We do have a nursery open 24/7 and unfortunately the well ones come in to be babysat. For some reason, our postpartum nurses who do "couplet" care, offer the babies to go to the nursery at night so mom can get her rest. This means for the pp nurse that she is no longer responsible for the cares of that baby, nursery nurse is. I used to work in the nursery at night before I did transition.

Specializes in ob,gyn.

Rooming in is our policy also. We try to do procedures while baby is on mom's chest as long as baby is stable.

ALL hospitals need to stop doing this, "taking baby away for hours at a time, so stuff can be done to it" It's so NOT necessary.

Where I work, is the best method I've seen so far, and I've worked at 8 different facilities (I do some travel nursing)

We ALL promote baby first, the physicians tell the patients in the office, we tell them when they come in and we all do it.

Unless there are complications, babies go immediately skin-skin and STAY there for 1 HOUR, RARELY do any of us do it differently, if mom is breast-feeding they do , if not baby just hangs. We do a set of vitals on mom's chest, at 30 min. I will apply bracelets and do footprints, ON mom's chest.

At 1 hour of age, the nursery nurse comes to admit the baby and does all the weighing, meds, assessment.

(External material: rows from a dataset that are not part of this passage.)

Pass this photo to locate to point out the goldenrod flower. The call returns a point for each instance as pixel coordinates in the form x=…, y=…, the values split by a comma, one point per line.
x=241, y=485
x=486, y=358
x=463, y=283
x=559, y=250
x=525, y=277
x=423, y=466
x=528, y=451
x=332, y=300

Then baby stays with mom until they're taken to post-partum, then baby is off to the nursery for a bath and more vitals. (This I disagree with, baths should be done in the room)

I understand the rationale, PP nurses dont have time for that, (Ive worked pp too, I know how it is)

I Just wish it could all be done in the room, unless of course the parents dont care and do want to rest.

Every other place I've worked at, baby is whisked off and weighed and then of course, meds and assessment.

Here, our doctors are used to not knowing the baby's weight for an hour and patients enjoy being able to hold their baby.

We also encourage, the mom to do skin-skin for the entire hour, not pass the baby around, and such, we also don't allow visitors in the first hour, unless the mom really wants them, of course.